Lucky - #A288741 - @ 10 year old neutered male Golden Retriever. (Owner Surrender) This delightful senior is loving, playful, and sometimes dignified. He lost his home through no fault of his own and would love to find his new person(s) to be his best friend(s). He knows "sit" and "down" and sometimes raises his paw for a "shake" and would love to retrieve balls, go on walks, and then sit by your side. He loved being brushed (who doesn't?!) and it was easy clipping his nails. There can be older kids in Lucky's new home.

Scroll down to see his picture:

http://sfbay.craigslist.org/sfc/pet/1910612724.html


----------



## mylissyk (Feb 25, 2007)

I haven't heard anything.


----------



## Karen519 (Aug 21, 2006)

*Lucky*

I just emld the shelter to find out about him.


----------



## mylissyk (Feb 25, 2007)

I sent another email to Homeward Bound and NorCal


----------



## Jackson'sMom (Oct 13, 2007)

I doubt if Norcal will take him, but I'm sure Homeward Bound will.
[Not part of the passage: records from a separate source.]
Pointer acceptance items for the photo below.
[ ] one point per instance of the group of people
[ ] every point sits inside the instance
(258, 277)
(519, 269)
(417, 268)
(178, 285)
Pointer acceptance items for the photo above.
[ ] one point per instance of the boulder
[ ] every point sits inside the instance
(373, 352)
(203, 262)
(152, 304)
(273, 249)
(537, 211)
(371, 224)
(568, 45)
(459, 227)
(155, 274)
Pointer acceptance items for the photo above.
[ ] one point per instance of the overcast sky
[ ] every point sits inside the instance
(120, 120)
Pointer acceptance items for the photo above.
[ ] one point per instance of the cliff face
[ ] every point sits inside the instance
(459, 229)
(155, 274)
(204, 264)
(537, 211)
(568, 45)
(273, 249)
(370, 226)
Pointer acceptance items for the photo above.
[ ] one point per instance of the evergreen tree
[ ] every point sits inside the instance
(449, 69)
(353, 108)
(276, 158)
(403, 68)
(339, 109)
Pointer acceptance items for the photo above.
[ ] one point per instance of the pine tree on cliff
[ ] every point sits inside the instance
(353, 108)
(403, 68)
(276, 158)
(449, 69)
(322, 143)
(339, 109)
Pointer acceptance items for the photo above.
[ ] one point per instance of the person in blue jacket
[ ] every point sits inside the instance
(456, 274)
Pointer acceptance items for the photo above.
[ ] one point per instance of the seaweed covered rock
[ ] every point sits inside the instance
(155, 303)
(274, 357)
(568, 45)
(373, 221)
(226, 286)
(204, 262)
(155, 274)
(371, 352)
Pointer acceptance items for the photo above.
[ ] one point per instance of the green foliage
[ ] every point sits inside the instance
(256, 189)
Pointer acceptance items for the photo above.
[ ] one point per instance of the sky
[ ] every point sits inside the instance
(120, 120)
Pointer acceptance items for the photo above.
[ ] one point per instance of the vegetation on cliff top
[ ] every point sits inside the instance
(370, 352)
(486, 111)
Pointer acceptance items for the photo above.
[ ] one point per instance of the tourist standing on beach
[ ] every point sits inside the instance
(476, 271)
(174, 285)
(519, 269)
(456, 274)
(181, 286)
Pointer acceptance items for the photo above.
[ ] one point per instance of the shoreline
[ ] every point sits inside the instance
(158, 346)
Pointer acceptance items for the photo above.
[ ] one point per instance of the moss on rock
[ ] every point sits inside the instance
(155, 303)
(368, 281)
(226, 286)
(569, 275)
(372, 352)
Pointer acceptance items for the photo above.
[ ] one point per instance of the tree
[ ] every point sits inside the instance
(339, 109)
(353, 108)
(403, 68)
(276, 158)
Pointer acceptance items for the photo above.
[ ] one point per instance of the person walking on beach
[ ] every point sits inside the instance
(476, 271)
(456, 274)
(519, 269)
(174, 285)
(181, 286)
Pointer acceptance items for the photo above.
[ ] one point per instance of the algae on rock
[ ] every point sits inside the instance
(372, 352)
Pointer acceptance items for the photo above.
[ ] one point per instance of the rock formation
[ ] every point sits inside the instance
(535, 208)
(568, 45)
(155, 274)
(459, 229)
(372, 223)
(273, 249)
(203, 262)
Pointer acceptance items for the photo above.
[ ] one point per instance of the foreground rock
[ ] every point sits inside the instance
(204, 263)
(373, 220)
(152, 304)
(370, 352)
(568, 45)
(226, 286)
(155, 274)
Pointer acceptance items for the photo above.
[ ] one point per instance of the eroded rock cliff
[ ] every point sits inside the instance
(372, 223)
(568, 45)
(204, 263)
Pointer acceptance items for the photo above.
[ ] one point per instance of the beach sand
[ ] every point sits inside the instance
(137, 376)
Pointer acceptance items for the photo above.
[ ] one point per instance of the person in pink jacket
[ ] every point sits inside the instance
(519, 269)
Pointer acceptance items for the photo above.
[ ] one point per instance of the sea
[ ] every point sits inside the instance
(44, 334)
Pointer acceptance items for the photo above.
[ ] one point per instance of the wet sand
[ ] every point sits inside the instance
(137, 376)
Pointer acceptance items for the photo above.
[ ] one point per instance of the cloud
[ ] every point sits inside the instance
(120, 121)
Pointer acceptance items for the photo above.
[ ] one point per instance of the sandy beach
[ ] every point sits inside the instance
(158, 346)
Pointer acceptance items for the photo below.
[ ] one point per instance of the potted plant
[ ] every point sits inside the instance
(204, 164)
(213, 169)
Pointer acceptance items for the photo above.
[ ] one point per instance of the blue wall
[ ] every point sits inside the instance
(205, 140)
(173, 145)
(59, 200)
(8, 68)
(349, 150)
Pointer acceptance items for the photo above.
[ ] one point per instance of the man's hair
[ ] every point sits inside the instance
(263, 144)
Jody never turns away a golden in need.


----------



## Karen519 (Aug 21, 2006)

*Mylissk and Jackson's Mom*

Mylissk and Jackson's Mom

Thanks!! Keep us posted!!


----------



## Karen519 (Aug 21, 2006)

*Got a reply*

I emld. the shelter and got a reply from Animal Kookies [email protected]

*She said yes he was rescued the SF SPCA picked him up the next day.*


----------



## Jackson'sMom (Oct 13, 2007)

SF SPCA is a no-kill shelter.


----------



## Karen519 (Aug 21, 2006)

*Jackson's Mom*

Jackson's Mom

I checked the SF SPCA and I don't see him listed unless their petfinder is not up to date or he has already been adopted.


----------